Iteratively extending time horizon reinforcement learning
Ernst, Damien , Pierre Geurts and Louis WehenkelIteratively extending time horizon reinforcement learning
Proceedings of ECML 2003
(Postscript - 6 KB )
Abstract: Reinforcement learning aims to determine an (infinite time horizon)
optimal control policy from interaction with a system. It can be
solved by approximating the so-called $Q$-function from a sample of
four-tuples $(x_t, u_t , r_t, x_{t+1})$ where $x_t$ denotes the system
state at time $t$, $u_t$ the control action taken, $r_t$ the
instantaneous reward obtained and $x_{t+1}$ the successor state of the
system, and by determining the optimal control from the $Q$-function.

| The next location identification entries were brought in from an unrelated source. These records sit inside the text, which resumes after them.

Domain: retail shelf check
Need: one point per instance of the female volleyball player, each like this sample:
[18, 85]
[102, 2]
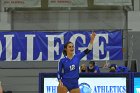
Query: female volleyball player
[68, 81]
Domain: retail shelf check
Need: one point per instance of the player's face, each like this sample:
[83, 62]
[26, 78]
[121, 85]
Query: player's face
[70, 48]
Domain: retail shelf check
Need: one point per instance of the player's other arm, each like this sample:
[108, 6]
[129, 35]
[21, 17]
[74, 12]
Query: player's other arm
[59, 73]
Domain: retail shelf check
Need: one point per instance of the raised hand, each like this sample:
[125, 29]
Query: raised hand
[92, 37]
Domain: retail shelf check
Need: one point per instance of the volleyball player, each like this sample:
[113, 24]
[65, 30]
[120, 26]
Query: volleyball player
[68, 81]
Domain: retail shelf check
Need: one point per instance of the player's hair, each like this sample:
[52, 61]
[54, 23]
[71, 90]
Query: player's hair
[65, 46]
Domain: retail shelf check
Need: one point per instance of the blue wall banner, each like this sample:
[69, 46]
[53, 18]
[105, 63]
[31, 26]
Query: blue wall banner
[48, 46]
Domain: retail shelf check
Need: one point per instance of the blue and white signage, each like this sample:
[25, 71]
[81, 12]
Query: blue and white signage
[41, 46]
[91, 85]
[136, 85]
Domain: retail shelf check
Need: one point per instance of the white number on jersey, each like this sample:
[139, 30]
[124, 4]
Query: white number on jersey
[72, 67]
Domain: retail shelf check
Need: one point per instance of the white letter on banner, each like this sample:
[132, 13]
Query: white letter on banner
[51, 47]
[8, 47]
[97, 48]
[73, 39]
[30, 39]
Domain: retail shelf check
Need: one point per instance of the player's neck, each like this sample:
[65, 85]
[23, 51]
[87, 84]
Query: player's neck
[70, 56]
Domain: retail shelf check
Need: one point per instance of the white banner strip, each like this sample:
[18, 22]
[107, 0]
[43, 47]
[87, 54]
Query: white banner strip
[67, 3]
[21, 3]
[113, 2]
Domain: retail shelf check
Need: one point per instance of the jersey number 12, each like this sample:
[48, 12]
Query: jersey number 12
[72, 67]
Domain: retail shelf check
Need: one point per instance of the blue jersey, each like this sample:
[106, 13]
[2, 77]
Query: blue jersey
[70, 66]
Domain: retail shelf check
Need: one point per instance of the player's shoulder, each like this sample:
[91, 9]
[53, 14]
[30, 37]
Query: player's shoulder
[63, 59]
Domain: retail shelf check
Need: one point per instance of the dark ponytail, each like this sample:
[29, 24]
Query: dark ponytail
[65, 46]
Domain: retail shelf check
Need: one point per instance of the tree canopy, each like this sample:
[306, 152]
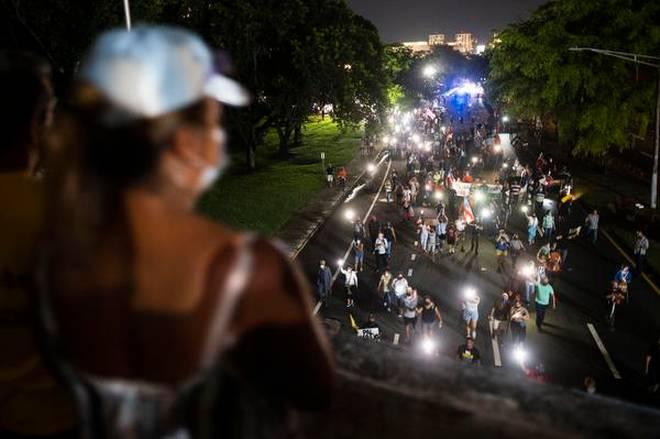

Classical reinforcement learning algorithms use an ad hoc version of
stochastic approximation which iterates over the $Q$-function
approximations on a four-tuple by four-tuple basis. In this paper, we
reformulate this problem as a sequence of batch mode supervised
learning problems which in the limit converges to (an approximation
of) the $Q$-function. Each step of this algorithm uses the full
sample of four-tuples gathered from interaction with the system and
extends by one step the horizon of the optimality criterion. An
advantage of this approach is to allow the use of standard batch mode
supervised learning algorithms, instead of the incremental versions
used up to now. In addition to a theoretical justification the paper
provides empirical tests in the context of the ``Car on the Hill''
control problem based on the use of ensembles of regression trees.
The resulting algorithm is in principle able to handle efficiently
large scale reinforcement learning problems.